Condamné le 26 mai 2016 à huit mois de prison ferme pour incitation à la haine à l’égard des étrangers vivant au Grand-Duché, le cofondateur de l’ancien parti d’extrême droite National Bewegung comparaissait, mi-novembre, devant la Cour d’appel. «Je n’ai pas eu de procès équitable, c’était un procès juste à charge. Les juges que j’ai eus jusqu’à présent avaient déjà écrit le jugement avant le procès.» Voilà les mots du sexagénaire à la barre. «Une chose était sûre, j’étais déjà condamné alors que je n’avais même pas encore mis un pied dans la salle», avait-il poursuivi.

Comme lors de son procès début mai, Pierre Peters avait prétendu que son tract n’était pas dirigé contre les étrangers, mais visait la politique d’immigration du gouvernement : «J’ai non seulement pensé aux politiciens et au gouvernement, mais également à Bruxelles qui nous dicte et impose tout.» «Au lieu de me répondre avec des arguments, on me poursuit et je dois aller en prison», avait-il conclu.

«On me reproche de la discrimination. Mais le fait que tous les jugements soient rédigés en français ne semble pas être une discrimination», avait par ailleurs estimé le prévenu à la barre de la Cour d’appel. Selon lui, les juges de première instance ont mal interprété et traduit ses textes luxembourgeois vers le français.

Ce n’était pas sa première affaire

Son avocate avait plaidé l’acquittement. «Son pamphlet ne vise pas les étrangers, mais la politique, avait considéré Me Marguerite Biermann.
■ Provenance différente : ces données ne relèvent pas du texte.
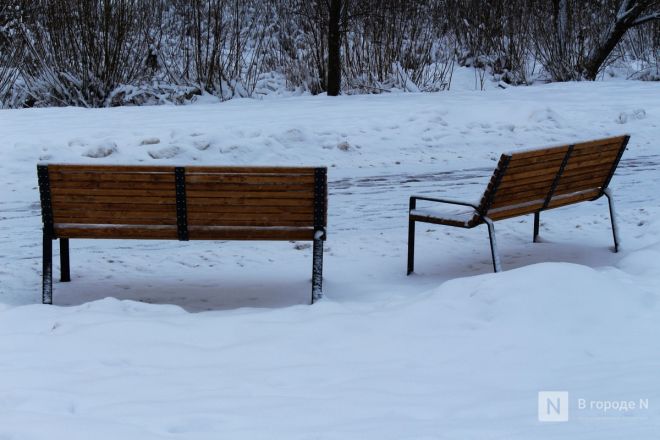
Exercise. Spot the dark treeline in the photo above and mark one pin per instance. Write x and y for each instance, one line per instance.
(116, 52)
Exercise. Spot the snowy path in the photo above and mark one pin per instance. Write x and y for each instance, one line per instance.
(452, 352)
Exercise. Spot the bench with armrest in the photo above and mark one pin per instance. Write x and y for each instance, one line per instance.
(181, 203)
(529, 182)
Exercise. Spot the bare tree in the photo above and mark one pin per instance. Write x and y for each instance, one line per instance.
(630, 13)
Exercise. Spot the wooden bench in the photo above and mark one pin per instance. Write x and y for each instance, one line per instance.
(528, 182)
(181, 203)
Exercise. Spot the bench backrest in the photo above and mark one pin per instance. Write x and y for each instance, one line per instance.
(196, 203)
(530, 181)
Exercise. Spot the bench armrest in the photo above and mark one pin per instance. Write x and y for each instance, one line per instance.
(413, 202)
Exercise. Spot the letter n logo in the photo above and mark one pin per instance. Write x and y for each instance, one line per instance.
(553, 406)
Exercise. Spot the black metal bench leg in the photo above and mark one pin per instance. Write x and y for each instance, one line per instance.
(65, 271)
(411, 247)
(47, 271)
(537, 221)
(615, 229)
(317, 267)
(493, 245)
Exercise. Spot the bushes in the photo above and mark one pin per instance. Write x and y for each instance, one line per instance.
(117, 52)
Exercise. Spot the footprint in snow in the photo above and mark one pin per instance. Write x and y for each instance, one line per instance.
(150, 141)
(637, 114)
(100, 151)
(165, 153)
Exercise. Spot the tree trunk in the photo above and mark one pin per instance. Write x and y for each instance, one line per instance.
(334, 48)
(599, 54)
(627, 17)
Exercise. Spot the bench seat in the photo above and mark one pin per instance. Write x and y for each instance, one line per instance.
(181, 203)
(528, 182)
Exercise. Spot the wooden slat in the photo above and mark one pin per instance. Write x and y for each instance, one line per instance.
(251, 222)
(509, 199)
(518, 162)
(538, 152)
(110, 199)
(129, 220)
(200, 216)
(97, 184)
(119, 207)
(249, 209)
(567, 200)
(245, 201)
(192, 170)
(523, 175)
(59, 191)
(538, 165)
(515, 210)
(110, 231)
(606, 162)
(86, 213)
(298, 195)
(111, 177)
(221, 186)
(243, 179)
(72, 168)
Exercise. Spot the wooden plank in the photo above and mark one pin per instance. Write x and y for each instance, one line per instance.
(111, 177)
(244, 201)
(100, 220)
(220, 186)
(539, 152)
(137, 213)
(615, 140)
(518, 162)
(91, 185)
(514, 211)
(194, 216)
(247, 233)
(548, 173)
(507, 199)
(192, 170)
(272, 222)
(112, 199)
(595, 149)
(249, 209)
(587, 176)
(119, 207)
(536, 164)
(59, 191)
(605, 162)
(581, 186)
(254, 179)
(300, 195)
(115, 231)
(509, 183)
(76, 168)
(576, 198)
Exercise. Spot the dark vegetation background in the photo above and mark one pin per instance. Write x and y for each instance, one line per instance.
(132, 52)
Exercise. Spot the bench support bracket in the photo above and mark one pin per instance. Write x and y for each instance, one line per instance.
(537, 221)
(65, 271)
(317, 266)
(615, 230)
(411, 238)
(497, 267)
(47, 270)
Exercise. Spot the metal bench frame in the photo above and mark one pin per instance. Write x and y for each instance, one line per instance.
(481, 210)
(50, 228)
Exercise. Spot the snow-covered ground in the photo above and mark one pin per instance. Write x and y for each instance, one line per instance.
(215, 339)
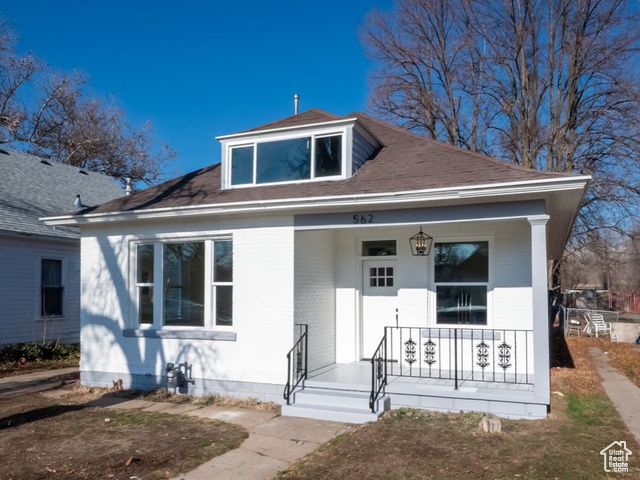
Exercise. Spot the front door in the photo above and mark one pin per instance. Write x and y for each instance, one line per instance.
(379, 302)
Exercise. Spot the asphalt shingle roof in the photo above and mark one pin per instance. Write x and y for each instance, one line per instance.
(406, 162)
(31, 188)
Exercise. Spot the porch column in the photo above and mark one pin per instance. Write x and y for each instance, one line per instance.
(539, 289)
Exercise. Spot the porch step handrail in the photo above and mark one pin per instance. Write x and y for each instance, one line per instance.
(297, 372)
(378, 371)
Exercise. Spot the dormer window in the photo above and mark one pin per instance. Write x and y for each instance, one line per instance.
(300, 153)
(292, 159)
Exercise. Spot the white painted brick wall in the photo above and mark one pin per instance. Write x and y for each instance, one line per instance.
(263, 308)
(20, 266)
(509, 295)
(315, 294)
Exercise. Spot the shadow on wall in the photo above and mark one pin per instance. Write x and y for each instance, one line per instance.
(102, 337)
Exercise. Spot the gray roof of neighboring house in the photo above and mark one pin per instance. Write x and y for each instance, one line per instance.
(405, 162)
(31, 188)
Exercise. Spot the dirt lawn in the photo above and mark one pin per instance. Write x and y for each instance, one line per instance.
(415, 444)
(45, 438)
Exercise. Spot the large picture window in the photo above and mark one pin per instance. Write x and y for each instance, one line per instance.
(295, 159)
(176, 294)
(51, 290)
(461, 274)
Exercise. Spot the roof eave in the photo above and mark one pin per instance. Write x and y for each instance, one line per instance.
(386, 198)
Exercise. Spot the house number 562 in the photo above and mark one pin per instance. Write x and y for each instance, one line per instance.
(363, 218)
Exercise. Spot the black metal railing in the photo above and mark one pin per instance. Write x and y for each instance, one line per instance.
(378, 372)
(460, 354)
(296, 363)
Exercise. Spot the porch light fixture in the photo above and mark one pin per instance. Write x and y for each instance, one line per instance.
(421, 244)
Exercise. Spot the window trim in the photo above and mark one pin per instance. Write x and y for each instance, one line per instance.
(133, 324)
(488, 284)
(63, 281)
(312, 134)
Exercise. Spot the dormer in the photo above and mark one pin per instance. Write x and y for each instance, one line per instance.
(292, 151)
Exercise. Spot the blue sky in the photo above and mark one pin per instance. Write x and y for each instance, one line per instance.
(204, 68)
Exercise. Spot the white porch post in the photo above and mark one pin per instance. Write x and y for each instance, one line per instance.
(539, 289)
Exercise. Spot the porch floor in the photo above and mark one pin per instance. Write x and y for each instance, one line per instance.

Il était convaincu de vivre dans un pays où les droits de l’homme et plus particulièrement la liberté d’expression sont garantis.» Dans sa plaidoirie, Me Biermann avait qualifié les peines prononcées contre son client de disproportionnées : «Je suis sidérée de voir avec quelle haine froide et automatismes ces juges ne lésinent pas sur les peines de prison.» Une attaque à laquelle le parquet général n’avait pas manqué de réagir par la suite. Mais aussi la présidente : «La Cour n’apprécie pas qu’on parle de magistrats haineux. Il y a des limites dans une plaidoirie.»

Pour le représentant du parquet général, il n’y avait pas de doute sur l’incitation à la haine. «Sur le tract, il rejette explicitement la faute de la destruction de notre pays sur les étrangers. Ce n’est pas une politique qu’on attaque, mais les étrangers eux-mêmes», avait soulevé l’avocat général Marc Harpes. «Cela suffit maintenant. Il a déjà eu plusieurs affaires. Une peine de prison ferme est appropriée. On est dans la récidive», avait-il martelé en requérant la confirmation du jugement de première instance. Ce n’est pas la première fois que Pierre Peters était jugé pour incitation à la haine. En 2012, il avait écopé de 30 mois avec sursis pour incitation à la haine raciale et outrage. Dans une deuxième affaire en 2013, il avait écopé de travaux d’intérêt général.

Dans son arrêt, la Cour d’appel a finalement remplacé la peine de prison ferme par une amende de 7 000 euros. Pierre Peters ne doit donc pas aller en prison.